We face a paradoxical situation in which clinicians routinely engage in practices that are not based on high-quality evidence, yet we have difficulty getting trials done. The NHLBI is heavily engaged in developing approaches and policies for increasing the success of randomized trials; for example, in the past year, we have held separate workshops on trial recruitment, best practices of data-coordinating centers, statistical considerations in randomized trials, and priorities in cardiovascular comparative effectiveness research (12). We have also adopted a strict policy on trial accrual, enabling the Institute to more easily stop funding failed efforts (13). We recognize that it is unrealistic to apply randomized trials to all unanswered clinical questions, and therefore a critical challenge is to identify those questions that carry the most overriding medical and societal importance. Carefully performed prospective registries play important roles in assessing the impact and feasibility of candidate trials and in interpreting completed trials; these roles are especially clear in our current difficult financial climate.
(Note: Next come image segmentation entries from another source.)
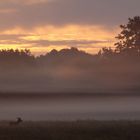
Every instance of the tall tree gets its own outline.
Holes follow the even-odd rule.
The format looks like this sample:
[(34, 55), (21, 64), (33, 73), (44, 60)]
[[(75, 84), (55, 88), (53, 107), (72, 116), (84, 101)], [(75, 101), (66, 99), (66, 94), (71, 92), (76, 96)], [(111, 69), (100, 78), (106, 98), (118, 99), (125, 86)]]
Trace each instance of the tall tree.
[(140, 17), (129, 18), (126, 25), (120, 25), (121, 32), (116, 37), (116, 52), (140, 56)]

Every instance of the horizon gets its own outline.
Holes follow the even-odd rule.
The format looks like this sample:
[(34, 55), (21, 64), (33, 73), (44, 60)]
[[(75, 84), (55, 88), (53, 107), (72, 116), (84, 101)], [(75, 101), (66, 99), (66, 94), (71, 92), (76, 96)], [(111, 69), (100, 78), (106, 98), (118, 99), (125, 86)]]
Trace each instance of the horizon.
[(138, 0), (2, 0), (0, 49), (30, 49), (40, 55), (77, 47), (95, 54), (102, 47), (114, 47), (119, 25), (139, 14), (139, 4)]

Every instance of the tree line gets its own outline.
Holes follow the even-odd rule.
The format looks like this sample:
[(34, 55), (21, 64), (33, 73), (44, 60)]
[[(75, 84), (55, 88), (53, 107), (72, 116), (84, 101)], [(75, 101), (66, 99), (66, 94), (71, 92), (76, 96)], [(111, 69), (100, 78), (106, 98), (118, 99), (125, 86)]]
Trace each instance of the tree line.
[[(102, 48), (96, 55), (88, 54), (84, 51), (80, 51), (77, 48), (62, 49), (60, 51), (52, 50), (51, 52), (35, 57), (31, 54), (30, 50), (19, 49), (2, 49), (0, 50), (0, 65), (2, 66), (14, 66), (28, 65), (35, 66), (37, 64), (70, 64), (70, 61), (78, 61), (80, 63), (86, 63), (86, 61), (110, 61), (113, 59), (120, 60), (137, 60), (140, 59), (140, 17), (135, 16), (128, 19), (126, 25), (120, 25), (121, 32), (116, 36), (118, 40), (114, 46)], [(77, 59), (75, 59), (77, 58)], [(76, 63), (76, 62), (75, 62)], [(82, 64), (81, 64), (82, 65)]]

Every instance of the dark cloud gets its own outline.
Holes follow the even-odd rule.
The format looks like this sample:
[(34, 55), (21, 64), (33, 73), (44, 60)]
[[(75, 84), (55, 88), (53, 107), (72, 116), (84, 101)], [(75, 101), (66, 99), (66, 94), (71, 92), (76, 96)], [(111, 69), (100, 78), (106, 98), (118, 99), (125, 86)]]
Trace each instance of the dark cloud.
[(28, 37), (26, 34), (21, 35), (0, 35), (0, 44), (30, 44), (32, 47), (36, 46), (81, 46), (84, 48), (87, 46), (92, 46), (98, 43), (108, 43), (108, 41), (102, 40), (26, 40), (24, 38)]
[(6, 0), (0, 7), (16, 12), (0, 13), (0, 27), (41, 25), (103, 25), (116, 26), (128, 17), (139, 15), (139, 0), (49, 0), (36, 4), (23, 4)]

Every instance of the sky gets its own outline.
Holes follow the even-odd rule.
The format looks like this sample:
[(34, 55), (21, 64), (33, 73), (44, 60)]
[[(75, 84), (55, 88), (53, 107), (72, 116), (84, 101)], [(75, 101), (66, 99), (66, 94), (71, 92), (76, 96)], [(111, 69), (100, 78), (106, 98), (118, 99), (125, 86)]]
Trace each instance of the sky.
[(113, 47), (119, 25), (139, 16), (140, 0), (0, 0), (0, 48), (35, 55)]

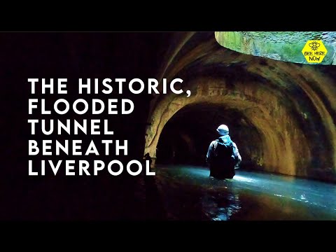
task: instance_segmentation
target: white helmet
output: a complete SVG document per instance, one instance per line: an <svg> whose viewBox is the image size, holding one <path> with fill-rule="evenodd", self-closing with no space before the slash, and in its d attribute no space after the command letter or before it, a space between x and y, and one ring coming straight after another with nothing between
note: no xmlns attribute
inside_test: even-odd
<svg viewBox="0 0 336 252"><path fill-rule="evenodd" d="M217 128L217 132L220 136L225 136L229 134L229 127L225 125L221 125Z"/></svg>

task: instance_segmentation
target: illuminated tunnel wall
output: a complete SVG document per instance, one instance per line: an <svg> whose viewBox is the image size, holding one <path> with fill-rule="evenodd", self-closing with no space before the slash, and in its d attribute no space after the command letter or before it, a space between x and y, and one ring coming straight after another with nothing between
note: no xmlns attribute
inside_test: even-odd
<svg viewBox="0 0 336 252"><path fill-rule="evenodd" d="M192 95L153 99L145 153L158 162L201 164L225 123L242 167L336 181L335 66L241 54L214 33L178 34L171 45L160 76L181 78Z"/></svg>

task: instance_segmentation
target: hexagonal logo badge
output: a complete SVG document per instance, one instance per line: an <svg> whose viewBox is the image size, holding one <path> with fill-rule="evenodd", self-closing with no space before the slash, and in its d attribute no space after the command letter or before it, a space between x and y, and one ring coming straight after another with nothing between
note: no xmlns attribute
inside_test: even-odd
<svg viewBox="0 0 336 252"><path fill-rule="evenodd" d="M318 64L322 62L328 50L322 41L312 40L307 41L302 52L308 63Z"/></svg>

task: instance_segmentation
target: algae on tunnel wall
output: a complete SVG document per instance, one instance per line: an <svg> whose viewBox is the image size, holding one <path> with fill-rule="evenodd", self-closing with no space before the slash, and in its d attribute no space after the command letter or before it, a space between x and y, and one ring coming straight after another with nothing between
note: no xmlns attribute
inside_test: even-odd
<svg viewBox="0 0 336 252"><path fill-rule="evenodd" d="M216 31L218 43L237 52L309 64L302 50L309 40L321 40L328 52L321 64L336 64L335 31Z"/></svg>

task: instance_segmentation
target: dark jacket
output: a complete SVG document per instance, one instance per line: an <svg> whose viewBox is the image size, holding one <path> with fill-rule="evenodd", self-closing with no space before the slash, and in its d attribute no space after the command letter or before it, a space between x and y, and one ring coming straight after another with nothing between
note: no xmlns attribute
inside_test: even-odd
<svg viewBox="0 0 336 252"><path fill-rule="evenodd" d="M227 134L211 141L206 153L206 162L209 164L210 176L218 178L232 178L234 174L234 166L241 162L238 148Z"/></svg>

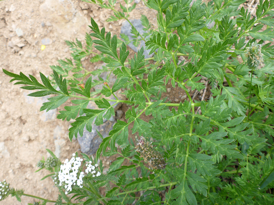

Still, we can go further. Suppose clinicians, patients, professional societies, payers, research funding agencies, and academics were to band together and adopt the “wholesale rethink” approach of Turka and Caplan (8), insisting that high-priority questions about unproven practices only occur within the context of rigorous trials. There are partial precedents. American maternal–fetal surgeons agreed that all prenatal surgery for myelomeningocele be performed at 3 centers participating in a National Institutes of Health–funded randomized trial (14). The NHLBI and the CMS agreed to a coverage-for-evidence development arrangement enabling performance of a definitive randomized trial of lung reduction surgery for emphysema (15). For decades, pediatric oncologists worked together to enable 80% to 90% of their patients to be enrolled in randomized trials that were funded by the National Cancer Institute (16). The National Marfan Foundation, a patient advocacy group, has called on its members to avoid using losartan until an NHLBI trial is completed (17). In each case, stakeholders came together, recognized that important clinical questions were unanswered and chose to focus their efforts on enabling rapid design, implementation, and completion of definitive randomized trials. In effect, the stakeholders adopted a policy in which science was viewed as the tool to reach an answer. Science and policy were in synergy, not in tension.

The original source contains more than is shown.